Kubernetes 100 - Introduction
Born in Google and donated to Cloud Native Computing Foundation in 2014, 2017 was the year when Kubernetes conquered the container orchestration space as Docker Swarm and Mesos. In this article, we will see the basics of Kubernetes.
The name “Kubernetes” stems from an ancient Greek word for “helmsman,” someone who steers a ship, like a container ship, which explains the ship wheel logo ☸.
Kubernetes is a system for managing containerized applications across a cluster of nodes
- Written in Go/ Golang https://github.com/kubernetes/kubernetes
- Version 1.0 released in July 2015
- Often shortened to K8s(replace 8 characters between k and s)

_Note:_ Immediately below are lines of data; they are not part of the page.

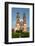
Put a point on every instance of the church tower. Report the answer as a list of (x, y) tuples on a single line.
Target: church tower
[(24, 23), (17, 21)]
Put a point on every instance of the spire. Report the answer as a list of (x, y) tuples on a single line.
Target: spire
[(18, 15)]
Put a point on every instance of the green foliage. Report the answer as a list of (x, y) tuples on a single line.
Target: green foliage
[(19, 34)]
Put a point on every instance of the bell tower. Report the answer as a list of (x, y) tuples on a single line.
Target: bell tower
[(18, 21), (24, 23)]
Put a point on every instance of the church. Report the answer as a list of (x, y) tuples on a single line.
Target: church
[(21, 24)]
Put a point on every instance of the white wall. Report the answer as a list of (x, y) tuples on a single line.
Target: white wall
[(2, 12)]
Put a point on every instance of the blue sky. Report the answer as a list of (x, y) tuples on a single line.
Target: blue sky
[(21, 12)]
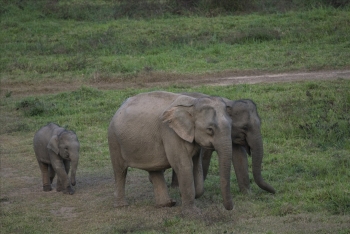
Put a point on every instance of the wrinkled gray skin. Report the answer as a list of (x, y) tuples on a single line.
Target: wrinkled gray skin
[(246, 138), (158, 130), (57, 149)]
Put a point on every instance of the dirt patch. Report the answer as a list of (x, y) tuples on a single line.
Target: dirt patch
[(153, 79)]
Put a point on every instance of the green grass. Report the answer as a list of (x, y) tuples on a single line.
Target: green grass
[(36, 45), (306, 134), (305, 125)]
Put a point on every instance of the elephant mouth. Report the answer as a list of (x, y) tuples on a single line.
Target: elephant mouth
[(208, 148)]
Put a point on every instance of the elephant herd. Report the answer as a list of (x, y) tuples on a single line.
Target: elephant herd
[(159, 130)]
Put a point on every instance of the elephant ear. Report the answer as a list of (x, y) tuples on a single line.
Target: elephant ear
[(53, 144), (179, 118), (228, 106)]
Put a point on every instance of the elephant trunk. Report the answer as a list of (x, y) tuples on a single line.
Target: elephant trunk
[(224, 150), (256, 147), (74, 165)]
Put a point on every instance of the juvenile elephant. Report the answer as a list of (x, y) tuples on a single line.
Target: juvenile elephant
[(158, 130), (55, 149), (246, 138)]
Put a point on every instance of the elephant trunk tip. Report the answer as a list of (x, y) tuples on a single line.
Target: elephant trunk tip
[(265, 186), (229, 206)]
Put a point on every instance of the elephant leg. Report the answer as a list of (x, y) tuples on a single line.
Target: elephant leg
[(240, 164), (63, 183), (198, 175), (160, 189), (52, 173), (174, 180), (45, 176), (120, 171), (206, 156)]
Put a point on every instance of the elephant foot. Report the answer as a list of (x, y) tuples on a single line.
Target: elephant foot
[(69, 191), (191, 212), (120, 204), (47, 188), (170, 203)]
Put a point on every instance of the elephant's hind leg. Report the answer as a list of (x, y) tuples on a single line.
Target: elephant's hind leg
[(160, 189), (45, 175), (240, 164), (52, 173), (120, 170)]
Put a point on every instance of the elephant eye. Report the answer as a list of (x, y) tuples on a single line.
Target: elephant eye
[(210, 131)]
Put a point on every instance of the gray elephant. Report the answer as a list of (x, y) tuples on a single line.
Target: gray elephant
[(56, 149), (158, 130), (246, 138)]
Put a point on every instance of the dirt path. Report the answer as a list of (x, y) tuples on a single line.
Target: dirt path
[(163, 80)]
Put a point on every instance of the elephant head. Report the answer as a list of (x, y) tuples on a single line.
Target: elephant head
[(246, 132), (67, 146), (206, 122)]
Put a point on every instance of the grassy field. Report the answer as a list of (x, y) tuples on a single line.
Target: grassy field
[(38, 44), (306, 133), (305, 125)]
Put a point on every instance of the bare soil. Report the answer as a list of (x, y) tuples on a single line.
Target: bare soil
[(90, 209), (152, 79)]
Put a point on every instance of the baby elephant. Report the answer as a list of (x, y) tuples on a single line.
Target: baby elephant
[(55, 149)]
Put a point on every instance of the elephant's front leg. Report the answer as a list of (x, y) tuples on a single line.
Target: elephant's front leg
[(45, 175), (62, 180), (52, 173), (187, 187), (206, 157), (240, 164), (198, 174), (160, 189)]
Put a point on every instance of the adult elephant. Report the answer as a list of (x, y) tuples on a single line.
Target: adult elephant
[(246, 138), (158, 130)]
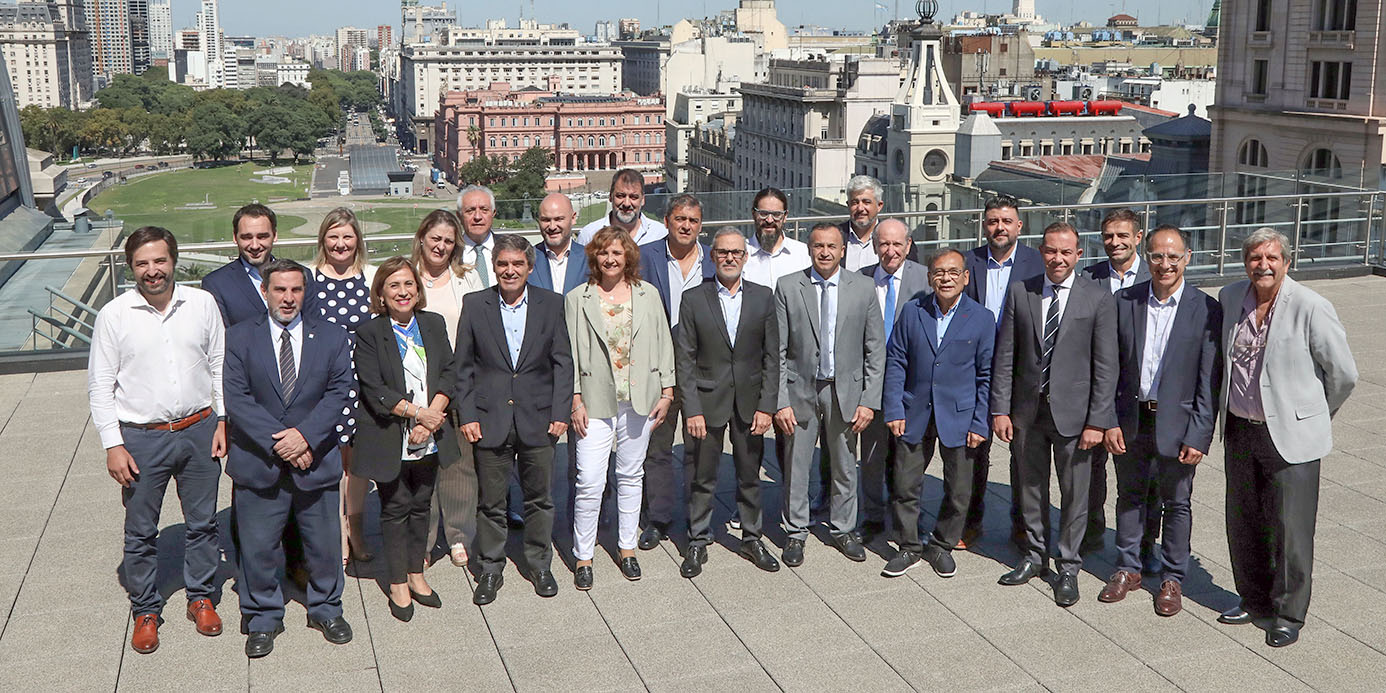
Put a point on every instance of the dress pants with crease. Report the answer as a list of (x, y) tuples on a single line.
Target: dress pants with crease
[(707, 458), (535, 470), (909, 469), (1037, 442), (185, 456), (839, 441), (1271, 510), (262, 517)]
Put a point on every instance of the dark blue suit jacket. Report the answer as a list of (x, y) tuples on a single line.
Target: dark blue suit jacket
[(577, 269), (240, 301), (1191, 370), (257, 410), (1027, 264), (950, 383), (654, 268)]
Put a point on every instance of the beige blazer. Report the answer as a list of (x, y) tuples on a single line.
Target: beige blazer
[(652, 351)]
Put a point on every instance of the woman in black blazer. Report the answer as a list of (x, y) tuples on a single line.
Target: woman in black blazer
[(406, 377)]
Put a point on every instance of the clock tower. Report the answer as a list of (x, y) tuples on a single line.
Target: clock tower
[(925, 115)]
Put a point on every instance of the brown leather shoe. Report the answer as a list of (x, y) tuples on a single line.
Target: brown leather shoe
[(1169, 602), (146, 636), (1119, 585), (204, 614)]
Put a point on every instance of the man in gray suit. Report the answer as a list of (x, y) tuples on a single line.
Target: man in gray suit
[(832, 356), (1275, 430), (1052, 392), (897, 280)]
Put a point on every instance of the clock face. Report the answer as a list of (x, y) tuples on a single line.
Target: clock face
[(934, 162)]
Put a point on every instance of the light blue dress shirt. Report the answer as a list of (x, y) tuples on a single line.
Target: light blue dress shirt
[(512, 320)]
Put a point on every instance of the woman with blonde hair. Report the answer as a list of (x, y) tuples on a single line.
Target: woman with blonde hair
[(623, 366), (437, 255), (341, 279)]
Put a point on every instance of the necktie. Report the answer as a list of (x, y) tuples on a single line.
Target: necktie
[(1051, 334), (287, 373), (890, 304)]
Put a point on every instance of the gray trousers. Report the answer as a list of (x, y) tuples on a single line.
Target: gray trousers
[(839, 442)]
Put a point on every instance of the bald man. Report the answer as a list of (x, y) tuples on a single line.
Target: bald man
[(557, 255)]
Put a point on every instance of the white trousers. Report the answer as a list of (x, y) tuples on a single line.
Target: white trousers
[(631, 434)]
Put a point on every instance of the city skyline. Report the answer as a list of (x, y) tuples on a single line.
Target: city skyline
[(306, 17)]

Kubernetes cluster consists of Master and Nodes: Master is the controlling machine and Nodes are where your containerized apps run.
Master is composed of these components:
kube-apiserver(Brain of the cluster): exposes an API (REST, CLI, UI) to manage the cluster
- Cluster key value store (
etcd): source of truth of the config for the cluster
Kube-controller-manager: regulates the state of the cluster
Kube-scheduler: watches and assigns workloads to nodes
Nodes, aka Workers or Minions
Kubelet: agent, registers node with cluster, instantiates pods, reports back to master via
- Container engine, or container runtime: usually Docker, pull images and run containers
- Proxy: maintains network rules, performs connection forwarding
- Pod: smallest element of scheduling, unit of deployment, runs containers
- Service: groups together logical collections of pods and enable network access to a set of pods
- Label: groups several pods together
- Deployment: provides a declarative syntax to create/update pods, keeping a set of pods running
Launch Single Node Kubernetes Cluster
Step 0 - Install
Minikube is a tool to run Kubernetes locally. It runs a single node cluster inside a VM.

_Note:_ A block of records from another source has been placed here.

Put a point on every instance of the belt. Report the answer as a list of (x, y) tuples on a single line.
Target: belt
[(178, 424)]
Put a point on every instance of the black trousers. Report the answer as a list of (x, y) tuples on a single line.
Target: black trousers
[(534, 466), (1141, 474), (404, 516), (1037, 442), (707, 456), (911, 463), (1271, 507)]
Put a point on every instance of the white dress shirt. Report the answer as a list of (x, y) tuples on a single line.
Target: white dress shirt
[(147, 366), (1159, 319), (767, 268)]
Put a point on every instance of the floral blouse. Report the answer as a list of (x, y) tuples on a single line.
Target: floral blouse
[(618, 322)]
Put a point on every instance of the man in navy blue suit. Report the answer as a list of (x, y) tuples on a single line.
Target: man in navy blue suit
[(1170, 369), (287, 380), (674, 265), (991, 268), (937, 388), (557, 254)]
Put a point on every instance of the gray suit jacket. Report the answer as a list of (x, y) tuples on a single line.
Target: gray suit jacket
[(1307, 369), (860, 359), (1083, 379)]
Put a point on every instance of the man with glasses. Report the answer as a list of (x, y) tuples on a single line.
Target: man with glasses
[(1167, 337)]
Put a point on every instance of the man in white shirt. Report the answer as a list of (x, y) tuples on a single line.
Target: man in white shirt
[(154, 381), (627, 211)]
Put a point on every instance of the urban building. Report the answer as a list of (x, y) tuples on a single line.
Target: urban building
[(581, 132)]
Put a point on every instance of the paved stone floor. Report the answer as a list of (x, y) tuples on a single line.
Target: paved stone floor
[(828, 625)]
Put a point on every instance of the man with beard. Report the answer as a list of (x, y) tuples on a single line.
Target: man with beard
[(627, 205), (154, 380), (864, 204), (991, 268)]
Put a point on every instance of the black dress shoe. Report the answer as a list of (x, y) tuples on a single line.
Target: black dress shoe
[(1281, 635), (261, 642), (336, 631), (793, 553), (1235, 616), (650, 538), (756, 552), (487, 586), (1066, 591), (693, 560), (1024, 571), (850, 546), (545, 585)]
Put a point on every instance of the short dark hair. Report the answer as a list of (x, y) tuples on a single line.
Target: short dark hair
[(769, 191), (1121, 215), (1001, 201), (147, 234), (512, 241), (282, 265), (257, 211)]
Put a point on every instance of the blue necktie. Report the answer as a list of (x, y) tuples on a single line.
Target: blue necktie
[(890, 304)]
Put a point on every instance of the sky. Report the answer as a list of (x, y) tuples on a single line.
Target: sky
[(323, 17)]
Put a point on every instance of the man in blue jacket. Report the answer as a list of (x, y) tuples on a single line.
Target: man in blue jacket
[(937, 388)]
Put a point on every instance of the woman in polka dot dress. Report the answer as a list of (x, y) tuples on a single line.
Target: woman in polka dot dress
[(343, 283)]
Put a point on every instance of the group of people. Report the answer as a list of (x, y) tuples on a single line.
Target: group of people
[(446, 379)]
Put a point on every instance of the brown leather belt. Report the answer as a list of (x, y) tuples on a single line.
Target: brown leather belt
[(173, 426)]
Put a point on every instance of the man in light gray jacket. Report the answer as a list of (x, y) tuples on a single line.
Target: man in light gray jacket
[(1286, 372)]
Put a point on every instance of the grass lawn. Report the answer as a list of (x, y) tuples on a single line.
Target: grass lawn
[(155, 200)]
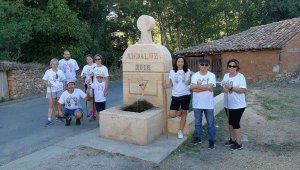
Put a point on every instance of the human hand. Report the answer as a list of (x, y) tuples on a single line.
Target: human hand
[(228, 86), (49, 84)]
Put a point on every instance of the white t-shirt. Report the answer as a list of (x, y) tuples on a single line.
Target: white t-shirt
[(69, 68), (204, 99), (235, 100), (72, 100), (98, 91), (86, 71), (178, 81), (56, 81), (100, 70)]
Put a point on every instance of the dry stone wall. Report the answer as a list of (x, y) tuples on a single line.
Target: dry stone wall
[(25, 80)]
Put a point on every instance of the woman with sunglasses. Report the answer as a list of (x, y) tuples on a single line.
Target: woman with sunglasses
[(100, 69), (54, 79), (181, 95), (234, 87), (86, 73)]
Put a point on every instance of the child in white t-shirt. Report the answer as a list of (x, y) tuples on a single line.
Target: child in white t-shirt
[(98, 87), (86, 73), (54, 79)]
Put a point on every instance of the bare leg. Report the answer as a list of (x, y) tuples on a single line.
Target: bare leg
[(173, 113), (237, 133), (183, 119), (231, 133), (78, 115), (50, 110)]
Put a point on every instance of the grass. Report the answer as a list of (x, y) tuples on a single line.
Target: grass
[(221, 132), (280, 102)]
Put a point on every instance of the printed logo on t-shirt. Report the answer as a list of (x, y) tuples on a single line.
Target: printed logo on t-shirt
[(72, 101), (100, 88), (202, 81), (179, 77), (68, 67)]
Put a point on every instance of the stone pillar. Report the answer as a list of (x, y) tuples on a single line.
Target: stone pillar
[(145, 66), (145, 74)]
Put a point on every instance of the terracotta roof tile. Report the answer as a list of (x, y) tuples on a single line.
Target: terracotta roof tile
[(270, 36)]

$ curl -LO https://storage.googleapis.com/minikube/releases/latest/minikube_latest_amd64.deb $ sudo dpkg -i minikube_latest_amd64.deb $ minikube version minikube version: v0.32.0 commit: ad1ecbcf0099a46b93b620be65c9870ae52bb314
Step 1 - Start Minikube
Let’s start the cluster, by running the
minikube start command:
$ minikube start --wait=false * minikube v1.8.1 on Ubuntu 18.04 * Using the none driver based on user configuration * Running on localhost (CPUs=2, Memory=2460MB, Disk=145651MB) ... * OS release is Ubuntu 18.04.4 LTS * Preparing Kubernetes v1.12.5 on Docker 18.05.0-ce ... - kubelet.resolv-conf=/run/systemd/resolve/resolv.conf * Launching Kubernetes ... * Enabling addons: default-storageclass, storage-provisioner * Configuring local host environment ... * Done! kubectl is now configured to use "minikube"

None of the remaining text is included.